I received a very authentic email purporting to come from DPD informing me of a missed delivery. There was no link to an attachment - instead the email linked to a website identical to that of DPD in every way, except (as I later discovered) the URL was inauthentic. My local DPD is DPD.co.uk not DPD.com
A box in the fake DPD website asked me to enter my postcode. It then gave me a very authentic map of my local DPD depots and opening times, telling me I had various options to receive the parcel - redelivery etc. One of the options was collection, which I decided to pursue. In order to do this the site asked me to download a collection form.
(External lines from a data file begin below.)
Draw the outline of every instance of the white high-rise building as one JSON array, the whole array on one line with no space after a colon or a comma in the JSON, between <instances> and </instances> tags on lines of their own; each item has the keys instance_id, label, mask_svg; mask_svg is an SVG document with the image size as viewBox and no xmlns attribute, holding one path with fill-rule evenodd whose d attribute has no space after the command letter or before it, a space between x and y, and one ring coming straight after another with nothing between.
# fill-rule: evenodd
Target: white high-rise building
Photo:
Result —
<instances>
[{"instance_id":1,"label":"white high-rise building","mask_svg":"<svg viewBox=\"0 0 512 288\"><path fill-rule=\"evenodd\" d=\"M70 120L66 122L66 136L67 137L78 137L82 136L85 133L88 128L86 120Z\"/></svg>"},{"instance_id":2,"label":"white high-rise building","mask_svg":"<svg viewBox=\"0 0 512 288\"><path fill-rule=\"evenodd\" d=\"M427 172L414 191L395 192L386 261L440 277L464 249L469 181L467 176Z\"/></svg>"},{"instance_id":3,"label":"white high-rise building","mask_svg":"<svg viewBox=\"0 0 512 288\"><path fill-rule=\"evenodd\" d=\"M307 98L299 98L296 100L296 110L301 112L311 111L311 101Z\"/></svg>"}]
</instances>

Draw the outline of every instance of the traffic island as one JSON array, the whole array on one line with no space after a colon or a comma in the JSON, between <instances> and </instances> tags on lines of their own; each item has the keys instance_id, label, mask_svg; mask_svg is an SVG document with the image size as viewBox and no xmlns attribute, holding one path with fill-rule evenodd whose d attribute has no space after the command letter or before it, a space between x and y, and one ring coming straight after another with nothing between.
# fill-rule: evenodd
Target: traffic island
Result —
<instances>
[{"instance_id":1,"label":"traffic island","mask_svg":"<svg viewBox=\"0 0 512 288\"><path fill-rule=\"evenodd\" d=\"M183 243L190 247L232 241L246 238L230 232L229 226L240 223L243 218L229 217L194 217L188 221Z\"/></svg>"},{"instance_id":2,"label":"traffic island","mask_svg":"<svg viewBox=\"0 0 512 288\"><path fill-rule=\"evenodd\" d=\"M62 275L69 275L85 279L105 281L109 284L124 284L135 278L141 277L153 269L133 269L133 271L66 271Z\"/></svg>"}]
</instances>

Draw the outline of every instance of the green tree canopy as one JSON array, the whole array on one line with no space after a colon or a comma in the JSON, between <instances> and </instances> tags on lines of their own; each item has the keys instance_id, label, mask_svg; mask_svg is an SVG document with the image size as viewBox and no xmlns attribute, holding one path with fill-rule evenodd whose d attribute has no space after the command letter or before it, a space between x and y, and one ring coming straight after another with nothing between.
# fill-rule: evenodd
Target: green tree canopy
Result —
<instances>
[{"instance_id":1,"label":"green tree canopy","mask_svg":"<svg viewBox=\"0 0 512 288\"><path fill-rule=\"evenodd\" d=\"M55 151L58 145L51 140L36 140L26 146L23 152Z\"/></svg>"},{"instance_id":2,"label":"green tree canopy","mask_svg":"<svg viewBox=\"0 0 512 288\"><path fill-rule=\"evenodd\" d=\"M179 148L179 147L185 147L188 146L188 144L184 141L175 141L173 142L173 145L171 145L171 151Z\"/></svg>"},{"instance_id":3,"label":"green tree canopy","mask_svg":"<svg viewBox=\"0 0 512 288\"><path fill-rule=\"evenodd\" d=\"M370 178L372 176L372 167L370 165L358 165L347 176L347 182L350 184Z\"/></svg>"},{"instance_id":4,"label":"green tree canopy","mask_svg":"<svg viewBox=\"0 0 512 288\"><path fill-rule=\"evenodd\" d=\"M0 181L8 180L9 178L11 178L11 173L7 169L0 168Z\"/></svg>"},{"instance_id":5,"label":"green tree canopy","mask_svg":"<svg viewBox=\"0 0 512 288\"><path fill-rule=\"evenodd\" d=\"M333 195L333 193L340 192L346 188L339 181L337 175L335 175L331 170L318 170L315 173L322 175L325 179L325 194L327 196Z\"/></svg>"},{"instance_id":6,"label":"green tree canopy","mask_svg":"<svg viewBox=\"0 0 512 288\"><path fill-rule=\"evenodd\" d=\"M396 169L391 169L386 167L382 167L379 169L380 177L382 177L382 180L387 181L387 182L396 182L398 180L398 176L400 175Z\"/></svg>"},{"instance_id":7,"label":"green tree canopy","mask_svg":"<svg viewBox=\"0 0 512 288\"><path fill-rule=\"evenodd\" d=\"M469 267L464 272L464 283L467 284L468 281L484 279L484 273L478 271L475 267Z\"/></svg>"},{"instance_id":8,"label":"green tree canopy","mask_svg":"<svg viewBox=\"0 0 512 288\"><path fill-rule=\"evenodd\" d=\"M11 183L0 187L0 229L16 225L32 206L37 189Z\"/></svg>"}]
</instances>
Too late I learned that this was one of the apparently infamous fake doc files. On opening, it iformied me it was a protected file and asked me to open it in MS Office and to enable macros/editing and click on specific buttons etc. However as I only have OpenOffice I couldn't do any of this as the indicated buttons etc did not seem to be available it that application..
In order to try and open it I set macro security in OpenOffice options to the lowest level. It still wouldn't show me the supposedly hidden content (in other words there was no change in the appearance of the .doc file) so I updated both OpenOffice and Java and attempted to open it, but I still couldn't see any content.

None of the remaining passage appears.